Creamfields, Sonar, PITCH, and Urban Art Forms have all dropped the Lithuanian producer from their bills following a recent homophobic Facebook rant in which he referred to the gay community as "people of different breed" and likened homosexuals to pedophiles, as reported by the Gay Star News last week.
Adomaitis has since removed the controversial post and apologized for his remarks, but it seems the damage is done. After the fierce and ongoing backlash from the electronic dance music community, Ten Walls has canceled all forthcoming international shows.
This isn't the first controversy of its kind this year either. Back in February, EVOLVEFest, billed as the "Northeast’s leading transformational/transitional culture gathering," was canceled in the aftermath of homophobic comments made by founder and CEO David Bryson.
Now regarding Ten Walls' recent homophobic debacle, the irony that shouldn't be lost on anyone familiar with his discography is that, prior to his 2014 international breakthrough with techno chart-topper "Walking With Elephants," he was producing nu-disco as Mario Basanov. And with their vintage slow-mo disco grooves and soul-infused vocals, Basanov tracks like "Do You Remember" and "Lonely Days" take a page straight from the playbook of Larry Levan and the Paradise Garage sound.

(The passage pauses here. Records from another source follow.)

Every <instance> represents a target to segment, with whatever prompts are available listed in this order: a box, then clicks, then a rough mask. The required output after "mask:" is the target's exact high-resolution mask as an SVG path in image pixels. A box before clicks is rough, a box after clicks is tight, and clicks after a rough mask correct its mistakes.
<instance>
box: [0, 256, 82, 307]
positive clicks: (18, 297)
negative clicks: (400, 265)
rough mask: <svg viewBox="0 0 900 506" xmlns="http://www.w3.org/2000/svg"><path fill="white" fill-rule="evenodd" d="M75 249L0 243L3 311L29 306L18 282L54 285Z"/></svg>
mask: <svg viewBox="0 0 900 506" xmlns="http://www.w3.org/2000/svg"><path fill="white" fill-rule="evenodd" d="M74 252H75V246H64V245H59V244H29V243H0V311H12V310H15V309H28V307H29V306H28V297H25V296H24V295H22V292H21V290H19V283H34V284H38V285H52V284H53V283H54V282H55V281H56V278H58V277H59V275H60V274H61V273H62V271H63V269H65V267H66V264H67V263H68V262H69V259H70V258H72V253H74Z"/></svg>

Whether he's aware of it or not, the work of Marijus Adomaitis is exceedingly indebted to a dance-music culture firmly rooted in the American gay community. The late great Larry Levan, widely considered the godfather of dance-club culture and the DJ art form as we know it today, was gay — as are David Mancuso and Nicky Siano, two other seminal DJs of Levan's era.
House music, for that matter, was spawned in '80s Chicago by gay pioneering DJ/producers Frankie Knuckles and Ron Hardy and was carried into the '90s by gay DJ icons like Derrick Carter, Danny Tenaglia, and Junior Vasquez.
Disco and house music culture emerged as a haven for marginalized gay and ethnic minority communities — the dance floor a virtual sanctuary where people of all races, sexual orientations, and creeds could be accepted as one. And at its best, electronic dance music culture has continued to carry the torch of peace, love, unity and respect (PLUR) into the new millennium.
Simply put, there is no place for bigotry in dance music. So Marijus Adomaitis and other homophobes staking their place in this culture as industry professionals would do well to brush up on its history and cultivate some respect for its roots and humanitarian ethos.